To celebrate the 150th anniversary of BAM, its rich history was recreated in the form of a 384-page hardcover book. Tonally distinct from the attention-stealing typography used in seasonal communications, the book features a classic, refined typographic style with large black type, sparingly used for emphasis. The visual impact lies primarily in the archival photography, and the book anchors the sober end of News Gothic’s capacities.

The identity for Spring 2014 employed an edited color palette, a templated photo-inside-a-photo layout, and type at a massive scale. Words are completely obscured as they weave through space, revealing fragments of typography that leave meaning behind to become pure form.

BAMcinématek Calendar (1999)
A new venue, and a new take on the BAM style. With the opening of BAM Rose Cinemas in 1999, a separate but connected identity was designed for BAM’s expanded film programming. The cornerstone of this plan was the bimonthly calendar. This bible for BAM cinéphiles has been published without interruption ever since, and while it underwent a format shift in 2012, the core of the design remains.
BAMcinemaFest (2014)
By its sixth year, BAMcinemaFest had grown into one of the primary New York presenters of high-profile film premieres. To celebrate its growing status, designer Katie Positerry reimagined the BAM typeface, News Gothic. The letterforms reference a neon sign, creating a typographic metaphor for projected light. A shifting circle, when animated, also becomes a spotlight illuminating hidden forms.
BAMkids (2015)
With the opening of the BAM Fisher and continually expanding programming for children and families, BAM committed to creating a new sub-brand.
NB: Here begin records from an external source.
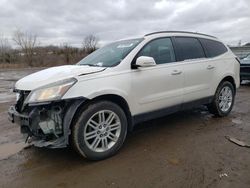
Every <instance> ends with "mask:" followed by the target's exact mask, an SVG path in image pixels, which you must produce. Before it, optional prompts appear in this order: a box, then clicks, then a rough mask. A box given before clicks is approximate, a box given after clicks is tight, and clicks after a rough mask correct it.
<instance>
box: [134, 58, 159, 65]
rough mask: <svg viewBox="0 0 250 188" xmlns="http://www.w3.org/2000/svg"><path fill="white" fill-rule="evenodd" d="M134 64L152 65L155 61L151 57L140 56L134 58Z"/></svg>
mask: <svg viewBox="0 0 250 188" xmlns="http://www.w3.org/2000/svg"><path fill="white" fill-rule="evenodd" d="M135 65H136V67H152V66H155V65H156V63H155V60H154V58H153V57H149V56H140V57H138V58H137V59H136V62H135Z"/></svg>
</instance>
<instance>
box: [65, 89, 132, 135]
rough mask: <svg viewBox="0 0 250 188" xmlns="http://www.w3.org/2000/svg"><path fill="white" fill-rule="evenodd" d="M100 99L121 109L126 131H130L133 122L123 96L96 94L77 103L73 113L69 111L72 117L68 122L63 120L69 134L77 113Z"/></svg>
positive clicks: (75, 117) (131, 126)
mask: <svg viewBox="0 0 250 188" xmlns="http://www.w3.org/2000/svg"><path fill="white" fill-rule="evenodd" d="M102 100H106V101H110V102H113V103H115V104H117V105H118V106H119V107H121V108H122V109H123V111H124V113H125V114H126V117H127V120H128V131H132V129H133V125H134V122H133V118H132V115H131V112H130V109H129V106H128V103H127V101H126V100H125V99H124V98H123V97H121V96H119V95H116V94H105V95H100V96H97V97H95V98H92V99H86V100H84V101H82V102H81V103H78V106H76V109H75V111H74V114H72V113H71V114H72V118H71V120H70V122H65V123H66V125H65V126H66V130H68V131H70V133H69V136H70V135H71V128H72V126H73V124H74V123H75V122H76V120H77V117H79V115H80V114H81V113H82V112H83V111H84V110H85V109H86V108H87V107H88V105H90V104H93V103H94V102H98V101H102Z"/></svg>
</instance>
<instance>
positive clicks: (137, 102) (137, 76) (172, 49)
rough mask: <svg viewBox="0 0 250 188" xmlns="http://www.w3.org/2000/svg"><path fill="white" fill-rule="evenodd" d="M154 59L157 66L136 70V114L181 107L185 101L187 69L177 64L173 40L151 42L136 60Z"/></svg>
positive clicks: (135, 71)
mask: <svg viewBox="0 0 250 188" xmlns="http://www.w3.org/2000/svg"><path fill="white" fill-rule="evenodd" d="M140 56H149V57H153V58H154V60H155V62H156V64H157V65H156V66H153V67H141V68H138V69H136V70H132V82H131V84H132V93H133V97H134V101H136V105H135V106H136V112H135V113H136V114H142V113H145V112H152V111H155V110H159V109H164V108H167V107H175V108H176V110H178V107H180V106H181V103H182V100H183V81H184V80H183V69H182V66H181V65H180V64H178V63H176V59H175V53H174V50H173V45H172V41H171V39H170V38H159V39H155V40H152V41H150V42H149V43H148V44H146V45H145V46H144V47H143V49H142V50H141V51H140V52H139V53H138V55H137V56H136V57H140Z"/></svg>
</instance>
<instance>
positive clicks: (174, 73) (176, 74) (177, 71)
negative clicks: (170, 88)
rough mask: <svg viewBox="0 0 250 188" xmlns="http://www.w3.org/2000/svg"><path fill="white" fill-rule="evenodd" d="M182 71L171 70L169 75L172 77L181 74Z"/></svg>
mask: <svg viewBox="0 0 250 188" xmlns="http://www.w3.org/2000/svg"><path fill="white" fill-rule="evenodd" d="M181 73H182V71H179V70H173V72H172V73H171V74H172V75H178V74H181Z"/></svg>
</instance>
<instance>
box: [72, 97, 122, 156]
mask: <svg viewBox="0 0 250 188" xmlns="http://www.w3.org/2000/svg"><path fill="white" fill-rule="evenodd" d="M126 135H127V118H126V115H125V113H124V111H123V110H122V109H121V108H120V107H119V106H118V105H117V104H115V103H113V102H109V101H98V102H96V103H93V104H90V105H88V107H87V108H86V109H85V110H84V111H83V112H82V113H81V114H80V116H79V118H78V120H77V121H76V123H75V124H74V125H73V127H72V144H73V147H74V148H75V150H76V151H77V152H78V153H79V154H80V155H81V156H83V157H86V158H88V159H90V160H102V159H105V158H107V157H110V156H112V155H114V154H116V153H117V152H118V150H119V149H120V148H121V146H122V145H123V143H124V141H125V138H126Z"/></svg>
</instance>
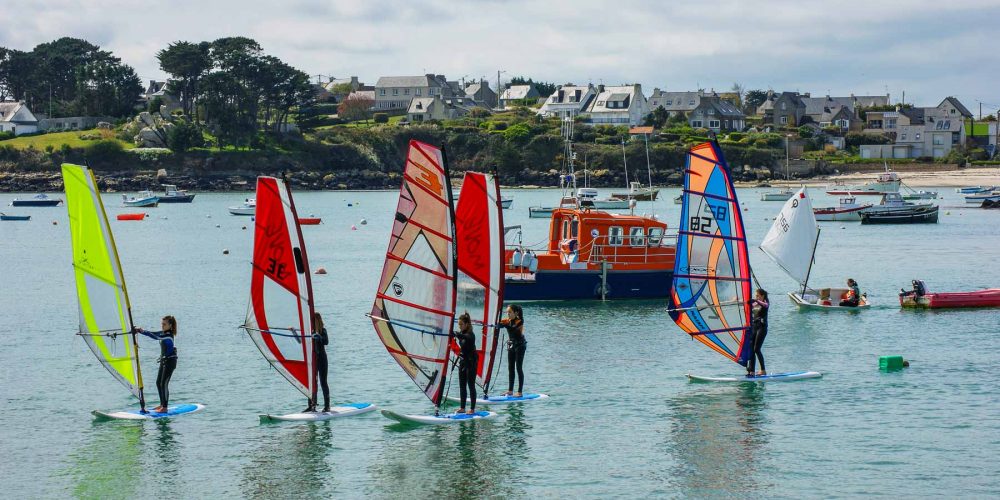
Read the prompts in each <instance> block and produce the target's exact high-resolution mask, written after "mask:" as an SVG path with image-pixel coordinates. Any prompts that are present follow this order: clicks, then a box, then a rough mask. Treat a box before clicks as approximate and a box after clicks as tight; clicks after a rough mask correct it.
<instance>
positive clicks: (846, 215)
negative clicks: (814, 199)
mask: <svg viewBox="0 0 1000 500" xmlns="http://www.w3.org/2000/svg"><path fill="white" fill-rule="evenodd" d="M871 206H872V204H871V203H858V201H857V198H855V197H853V196H847V197H844V198H841V199H840V200H839V203H838V205H837V206H835V207H823V208H814V209H813V215H814V216H815V217H816V220H818V221H823V222H831V221H836V222H858V221H860V220H861V211H862V210H864V209H866V208H868V207H871Z"/></svg>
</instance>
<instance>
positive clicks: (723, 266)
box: [669, 142, 820, 382]
mask: <svg viewBox="0 0 1000 500" xmlns="http://www.w3.org/2000/svg"><path fill="white" fill-rule="evenodd" d="M682 193H683V196H684V199H683V203H681V221H680V226H679V229H678V231H677V257H676V260H675V261H674V277H673V289H672V290H671V293H670V307H669V313H670V317H671V318H673V320H674V322H675V323H677V326H679V327H680V328H681V329H682V330H684V331H685V332H687V333H688V335H691V336H692V337H694V338H695V339H697V340H698V341H699V342H701V343H703V344H705V345H706V346H708V347H709V348H710V349H712V350H713V351H715V352H716V353H718V354H720V355H722V356H723V357H725V358H726V359H728V360H730V361H734V362H736V363H739V364H740V365H742V366H746V364H747V361H748V360H749V359H750V355H752V350H753V349H752V348H751V346H750V345H749V342H748V340H749V339H751V338H752V337H753V334H752V333H751V332H750V320H751V318H750V299H751V297H752V295H751V286H750V278H751V274H750V258H749V254H748V252H747V241H746V232H745V230H744V227H743V216H742V214H741V212H740V203H739V200H738V199H737V197H736V190H735V189H734V187H733V183H732V173H731V171H730V170H729V166H728V165H727V164H726V161H725V159H724V158H723V156H722V150H721V149H720V148H719V145H718V143H716V142H706V143H703V144H699V145H697V146H695V147H693V148H691V150H690V151H689V152H688V154H687V168H686V169H685V170H684V189H683V191H682ZM795 373H796V379H799V378H803V376H802V372H795ZM808 374H809V375H808V376H809V377H818V376H820V374H819V373H816V372H808ZM688 377H689V378H690V379H692V380H700V379H714V378H718V379H719V380H718V381H723V382H731V381H738V382H743V381H748V380H750V381H757V380H758V379H759V380H760V381H764V380H792V379H791V378H790V377H791V375H790V374H771V375H767V376H765V377H702V376H695V375H688Z"/></svg>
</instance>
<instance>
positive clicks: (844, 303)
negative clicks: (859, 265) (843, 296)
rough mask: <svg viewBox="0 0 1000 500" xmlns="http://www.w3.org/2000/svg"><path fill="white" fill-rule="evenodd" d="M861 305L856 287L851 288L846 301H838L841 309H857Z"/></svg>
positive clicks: (857, 287)
mask: <svg viewBox="0 0 1000 500" xmlns="http://www.w3.org/2000/svg"><path fill="white" fill-rule="evenodd" d="M860 304H861V290H859V289H858V285H852V286H851V294H850V296H849V298H848V299H847V300H842V301H840V306H841V307H858V305H860Z"/></svg>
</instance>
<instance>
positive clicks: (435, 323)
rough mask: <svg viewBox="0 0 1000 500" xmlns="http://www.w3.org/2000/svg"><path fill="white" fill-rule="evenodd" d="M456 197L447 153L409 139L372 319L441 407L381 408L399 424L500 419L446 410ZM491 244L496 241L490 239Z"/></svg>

BAMkids takes the hallmarks of the BAM visual identity, and adds a secondary kid-friendly typeface called Frankfurter. Children of BAM staff and friends served as models.
Migrating Forms (2016)
At BAM, it’s not uncommon for the seed of a design to originate in print and only later be adapted to video. But for Migrating Forms, a boundary-pushing film and video festival, that model was turned on its head. Ideas were passed back and forth between print and video, each informing the other. As with BAMcinemaFest, BAM’s typeface was completely reimagined into an ever-changing animated system, creating the illusion of motion and depth. It maintains legibility while flirting with obfuscation and formal abstraction. It also echos the festival’s hard-to-pin-down programming with an identity that is always in flux.